Sociedade
Universidade de Leiria e Oeste chama mais 1.200 pessoas para construir projecto “único”
Agenda de transformação ULO2035 pretende mobilizar comunidade académica e sociedade civil para construir “uma universidade de nova geração”
É oficial. O Politécnico de Leiria passou, esta sexta-feira, a designar-se Universidade de Leiria e Oeste (ULO), com a entrada em vigor do decreto-lei que instituiu a mudança. Foi, por isso, o dia escolhido para a apresentação da Agenda de Transformação ULO2035, que pretende mobilizar não só a comunidade académica, mas também a sociedade civil e instituições públicas e privadas, para a definição do projecto da nova universidade.
“Estão todos convocados para este desígnio de transformar a Universidade de Leiria e Oeste [ULO] numa referência regional, nacional e até internacional”, exortou Carlos Rabadão, que liderou o até agora Politécnico de Leiria e que, dentro de dias, tomará posse como presidente da comissão instaladora da novo universidade.
O dirigente explicou, na sessão realizada, esta manhã, que o objectivo da referida agenda é “ouvir a comunidade interna e externa” e recolher contributos para definir a estratégia para a ULO, construindo “um projecto colectivo universitário único em Portugal, focado nas pessoas, ecologia e economia”.
Segundo Carlos Rabadão, a nova universidade quer assentar “num modelo único”, organizado em comunidades de conhecimento e inovação – Knowledge and Innovation Communities (KIC) -, da qual fazem parte não só as escolas, centros e unidades de investigação, laboratórios, estudantes e investigadores, mas também empresas e outras instituições da comunidade. “Queremos ser uma universidade de referência, de nova geração, distinta e que melhorar a qualidade de vida neste território”, reforça.
O processo de auscultação decorrerá até ao final do ano, com os resultados finais a serem apresentados em Janeiro de 2026. Para tal, serão criados 21 grupos de trabalho, multidisciplinares e compostos por pessoas internas e externas à instituições, e um comité com representantes de uma centena de entidades nacionais e internacionais.
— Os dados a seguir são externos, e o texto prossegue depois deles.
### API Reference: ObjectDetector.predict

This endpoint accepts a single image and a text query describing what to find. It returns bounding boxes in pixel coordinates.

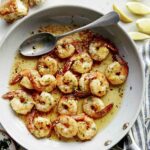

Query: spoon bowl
[19,11,119,57]
[19,33,57,56]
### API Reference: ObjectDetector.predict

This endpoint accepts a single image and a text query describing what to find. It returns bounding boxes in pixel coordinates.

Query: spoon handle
[127,130,141,150]
[56,11,119,39]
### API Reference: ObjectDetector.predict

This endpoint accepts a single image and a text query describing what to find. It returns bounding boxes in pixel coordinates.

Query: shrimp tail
[9,73,23,85]
[63,59,73,73]
[2,91,15,100]
[74,90,90,98]
[93,103,114,119]
[114,55,129,75]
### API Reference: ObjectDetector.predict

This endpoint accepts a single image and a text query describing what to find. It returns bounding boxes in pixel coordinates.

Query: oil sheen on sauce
[9,26,124,142]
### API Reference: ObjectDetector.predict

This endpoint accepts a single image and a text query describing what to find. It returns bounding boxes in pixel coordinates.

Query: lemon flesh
[126,2,150,15]
[113,4,132,23]
[136,18,150,34]
[128,32,150,41]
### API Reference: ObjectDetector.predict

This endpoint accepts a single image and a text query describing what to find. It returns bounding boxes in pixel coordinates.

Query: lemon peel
[128,32,150,41]
[126,2,150,15]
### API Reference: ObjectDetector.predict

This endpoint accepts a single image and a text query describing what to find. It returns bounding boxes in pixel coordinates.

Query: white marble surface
[0,0,150,148]
[0,0,150,49]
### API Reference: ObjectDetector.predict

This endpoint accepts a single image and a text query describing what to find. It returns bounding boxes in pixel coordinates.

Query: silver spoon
[19,11,119,56]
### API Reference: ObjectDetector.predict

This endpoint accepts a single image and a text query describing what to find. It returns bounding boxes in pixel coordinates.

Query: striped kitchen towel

Agostinho Silva, pró-presidente do até agora Politécnico, explicou que os vários grupos irão debruçar-se, entre outros aspectos, sobre a oferta formativa, a estratégia de internacionalização, a forma de transferir conhecimento para o território, a criação de infra-estruturas e medidas focadas no bem-estar da comunidade académica ou a articulação com o território.
Novos pólos em estudo
Em cima da mesa estará também a possibilidade de criar novos pólos – designados por comunidades de conhecimento e inovação -, nomeadamente, em Pombal, Porto de Mós e Torres Vedras, onde a instituição já tem núcleos de formação, com cursos profissionais superiores (TeSP). No caso de Pombal, o foco serão as áreas do desporto, bem-estar e natureza, com a criação de uma escola superior de desporto.
Em Porto de Mós, onde é ministrado um curso TeSP em recursos minerais, prevê-se o incremento da formação alinhada com a sustentabilidade (tiple bottom line),
Já a unidade de formação de Torres Vedras poderá ser alavancada integrando as componentes de investigação, inovação e transferência de conhecimento nas áreas da biotecnologia, biomedicina e bioeconomia.
Escola de lideranças
Decidia está a criação de duas novas escolas – uma que agregará a oferta formação de nível 5, a Escola Politécnica TeSP, e a ULO Leadership School, dedicada à aprendizagem ao longo da vida.
Segundo Carlos Rabadão, a nova universidade quer assentar “num modelo único”, organizado em comunidades de conhecimento e inovação – Knowledge and Innovation Communities (KIC) -, da qual fazem parte não só as escolas, centros e unidades de investigação, laboratórios, estudantes e investigadores, mas também empresas e outras instituições da comunidade.
“Queremos ser uma universidade de referência, de nova geração, distinta e que melhorar a qualidade de vida neste território”, reforça o dirigente, que, dentro de duas semanas, tomará posse como presidente da Comissão Instaladora da ULO.